Owner Danielle Troll grew up in Anchorage, a second generation Alaskan. But she didn’t have any pilots in her family, and didn’t know much about aviation growing up.
“One day, I was about 17,” Troll recalled. “And I remember where I was standing. And I just
thought, all of a sudden, that I wanted to be a pilot. The question in my
head was: can women be pilots?”
The answer? Yes.
But even now, it sometimes surprises her passengers, too.
“Mostly my funny moments are people commenting on how I’m a woman pilot. Once a man from New Stu said ‘holy cups I get to fly with a beautiful woman!’ It was really funny.”
She went to UAA for a degree in aviation technology. While she was there, she got a job with an existing airline servicing Bristol Bay, called Kamikaze.
“Joel Jacko was flying groceries to the Nushagak area. And I started working for him shopping. It was really cool timing because everything I learned at school I could go. Everything stuck in my mind and I got to apply what I learned, so that was really cool.”
She got to know the region a little better through her husband and his family. And though Kamikaze changed hands and names a few times, and Troll worked elsewhere, the region stayed in her mind.
So last fall, she bought what used to be Kamikaze, with an eye toward expanding the grocery delivery service to haul passengers.
“My favorite part of my job is getting to know my customers.
It’s different than flying for a big airline, ‘cause in that case you don’t get to know your customers, it’s just a bunch of different people. Seeing a customer satisfied because I brought their birthday cake in time for their daughter or they just got a box of fresh produce or they had a good flight or something, that’s really rewarding. There’s so many factors that can prevent that from happening that aren’t really in my control, like weather, so it just makes it more epic when it works out.”
Every passenger, every person waiting on cargo knows how frustrating
weather can be. Aside from the mountains of paperwork necessary to getting
certified for passengers, Troll says weather has been her biggest challenge
this winter. But even that is just part of the job, she says.
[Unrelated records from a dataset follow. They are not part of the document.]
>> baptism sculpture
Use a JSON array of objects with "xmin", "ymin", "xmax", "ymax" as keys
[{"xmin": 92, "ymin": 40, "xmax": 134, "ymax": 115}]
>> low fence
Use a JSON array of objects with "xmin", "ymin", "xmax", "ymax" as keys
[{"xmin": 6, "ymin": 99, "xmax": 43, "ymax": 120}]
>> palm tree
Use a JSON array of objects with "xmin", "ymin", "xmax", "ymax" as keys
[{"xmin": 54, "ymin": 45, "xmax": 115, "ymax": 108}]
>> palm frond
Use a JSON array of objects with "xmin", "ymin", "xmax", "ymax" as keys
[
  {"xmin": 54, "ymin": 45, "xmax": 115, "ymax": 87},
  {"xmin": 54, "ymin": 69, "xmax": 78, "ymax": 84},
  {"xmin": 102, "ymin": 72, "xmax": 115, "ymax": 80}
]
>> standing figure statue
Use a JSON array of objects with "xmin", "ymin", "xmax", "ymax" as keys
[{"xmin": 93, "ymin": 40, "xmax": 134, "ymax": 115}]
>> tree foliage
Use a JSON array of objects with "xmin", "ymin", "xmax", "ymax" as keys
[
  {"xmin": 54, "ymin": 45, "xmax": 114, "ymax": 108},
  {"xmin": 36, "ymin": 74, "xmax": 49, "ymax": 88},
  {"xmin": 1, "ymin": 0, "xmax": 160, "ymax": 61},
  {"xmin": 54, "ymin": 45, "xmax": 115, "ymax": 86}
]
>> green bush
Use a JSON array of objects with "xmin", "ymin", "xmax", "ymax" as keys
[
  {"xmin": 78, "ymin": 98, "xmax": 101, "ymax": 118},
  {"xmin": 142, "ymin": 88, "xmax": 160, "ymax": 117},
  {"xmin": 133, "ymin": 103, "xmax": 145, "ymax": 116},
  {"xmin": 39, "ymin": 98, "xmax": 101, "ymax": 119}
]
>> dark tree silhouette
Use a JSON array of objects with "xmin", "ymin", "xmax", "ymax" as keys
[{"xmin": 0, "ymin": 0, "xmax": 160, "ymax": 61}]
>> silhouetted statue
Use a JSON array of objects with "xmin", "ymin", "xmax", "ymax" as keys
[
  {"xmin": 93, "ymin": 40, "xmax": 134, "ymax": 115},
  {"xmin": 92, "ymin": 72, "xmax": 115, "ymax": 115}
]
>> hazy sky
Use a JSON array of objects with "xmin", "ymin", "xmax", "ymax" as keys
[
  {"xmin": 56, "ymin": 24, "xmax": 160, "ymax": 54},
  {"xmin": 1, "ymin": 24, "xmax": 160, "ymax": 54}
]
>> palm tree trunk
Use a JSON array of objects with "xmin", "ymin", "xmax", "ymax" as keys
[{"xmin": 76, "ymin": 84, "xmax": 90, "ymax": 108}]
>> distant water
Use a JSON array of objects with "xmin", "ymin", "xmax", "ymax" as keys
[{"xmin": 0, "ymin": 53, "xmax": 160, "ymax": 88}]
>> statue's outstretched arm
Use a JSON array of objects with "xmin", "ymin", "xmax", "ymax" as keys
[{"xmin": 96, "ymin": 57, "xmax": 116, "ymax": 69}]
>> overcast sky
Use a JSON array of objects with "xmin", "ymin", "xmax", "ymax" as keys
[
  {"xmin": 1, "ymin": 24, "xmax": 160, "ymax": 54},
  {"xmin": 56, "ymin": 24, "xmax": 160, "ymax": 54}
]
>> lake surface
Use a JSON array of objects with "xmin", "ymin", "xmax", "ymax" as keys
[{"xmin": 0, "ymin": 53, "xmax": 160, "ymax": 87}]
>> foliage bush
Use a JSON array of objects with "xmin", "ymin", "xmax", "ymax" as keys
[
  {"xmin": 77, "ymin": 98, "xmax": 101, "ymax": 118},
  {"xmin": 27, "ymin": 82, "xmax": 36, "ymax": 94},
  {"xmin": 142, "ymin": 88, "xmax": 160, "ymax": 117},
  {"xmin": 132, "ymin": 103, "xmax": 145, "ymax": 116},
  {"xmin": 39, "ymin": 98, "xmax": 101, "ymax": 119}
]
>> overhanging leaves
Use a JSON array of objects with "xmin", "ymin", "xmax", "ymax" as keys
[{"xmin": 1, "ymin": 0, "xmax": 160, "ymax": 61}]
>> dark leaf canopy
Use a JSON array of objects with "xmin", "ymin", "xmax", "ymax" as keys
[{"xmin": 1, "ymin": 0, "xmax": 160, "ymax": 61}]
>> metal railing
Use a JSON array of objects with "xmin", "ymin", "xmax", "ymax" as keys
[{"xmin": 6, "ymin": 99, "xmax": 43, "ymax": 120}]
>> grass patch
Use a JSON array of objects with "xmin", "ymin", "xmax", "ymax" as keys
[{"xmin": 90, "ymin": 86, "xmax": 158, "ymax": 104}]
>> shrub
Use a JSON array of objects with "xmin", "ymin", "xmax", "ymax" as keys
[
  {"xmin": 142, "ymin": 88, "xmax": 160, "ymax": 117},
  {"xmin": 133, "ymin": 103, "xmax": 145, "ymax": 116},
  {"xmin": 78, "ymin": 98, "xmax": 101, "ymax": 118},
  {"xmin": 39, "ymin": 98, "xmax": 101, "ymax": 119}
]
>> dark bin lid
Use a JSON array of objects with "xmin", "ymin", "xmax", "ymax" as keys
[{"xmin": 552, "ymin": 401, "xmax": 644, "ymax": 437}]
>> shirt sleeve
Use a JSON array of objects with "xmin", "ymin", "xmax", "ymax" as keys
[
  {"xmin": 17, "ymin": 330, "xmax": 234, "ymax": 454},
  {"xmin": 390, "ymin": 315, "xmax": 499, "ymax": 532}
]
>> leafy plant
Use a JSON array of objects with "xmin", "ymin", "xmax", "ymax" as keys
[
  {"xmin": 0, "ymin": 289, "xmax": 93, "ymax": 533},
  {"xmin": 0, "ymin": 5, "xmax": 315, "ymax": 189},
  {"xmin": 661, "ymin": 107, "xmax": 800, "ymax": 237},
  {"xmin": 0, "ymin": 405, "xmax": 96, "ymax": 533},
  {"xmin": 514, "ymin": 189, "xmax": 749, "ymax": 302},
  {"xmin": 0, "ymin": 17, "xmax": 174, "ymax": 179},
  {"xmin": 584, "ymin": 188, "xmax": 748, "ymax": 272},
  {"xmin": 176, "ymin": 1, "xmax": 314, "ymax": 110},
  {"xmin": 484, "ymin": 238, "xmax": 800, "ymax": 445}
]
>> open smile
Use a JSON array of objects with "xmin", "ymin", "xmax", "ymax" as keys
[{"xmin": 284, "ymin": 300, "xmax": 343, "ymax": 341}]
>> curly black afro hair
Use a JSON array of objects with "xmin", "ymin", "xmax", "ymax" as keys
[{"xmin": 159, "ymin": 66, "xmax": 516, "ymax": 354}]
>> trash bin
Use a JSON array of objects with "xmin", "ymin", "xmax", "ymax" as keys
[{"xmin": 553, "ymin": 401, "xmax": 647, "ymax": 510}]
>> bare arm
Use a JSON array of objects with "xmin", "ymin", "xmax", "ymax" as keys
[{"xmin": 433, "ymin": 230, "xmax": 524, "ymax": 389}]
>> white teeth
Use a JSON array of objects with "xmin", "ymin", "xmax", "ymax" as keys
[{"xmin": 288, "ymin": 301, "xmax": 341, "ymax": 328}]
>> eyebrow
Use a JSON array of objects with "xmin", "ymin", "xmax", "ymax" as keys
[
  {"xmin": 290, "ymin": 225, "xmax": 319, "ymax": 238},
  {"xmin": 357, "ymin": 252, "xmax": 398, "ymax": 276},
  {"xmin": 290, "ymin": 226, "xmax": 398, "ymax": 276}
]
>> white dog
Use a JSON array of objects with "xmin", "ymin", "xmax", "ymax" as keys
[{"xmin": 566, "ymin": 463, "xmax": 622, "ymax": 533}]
“Like if everything is easy all the time, you’re not learning or improving. Every day I want to learn to be a better person and get better at what I do.”
As for the name Zita? It means little girl. There was an Italian Saint Zita, a servant who set an example with her work ethic and perseverance, and dedication to God. It’s a story that’s encouraged and inspired Troll, and one she hopes to emulate.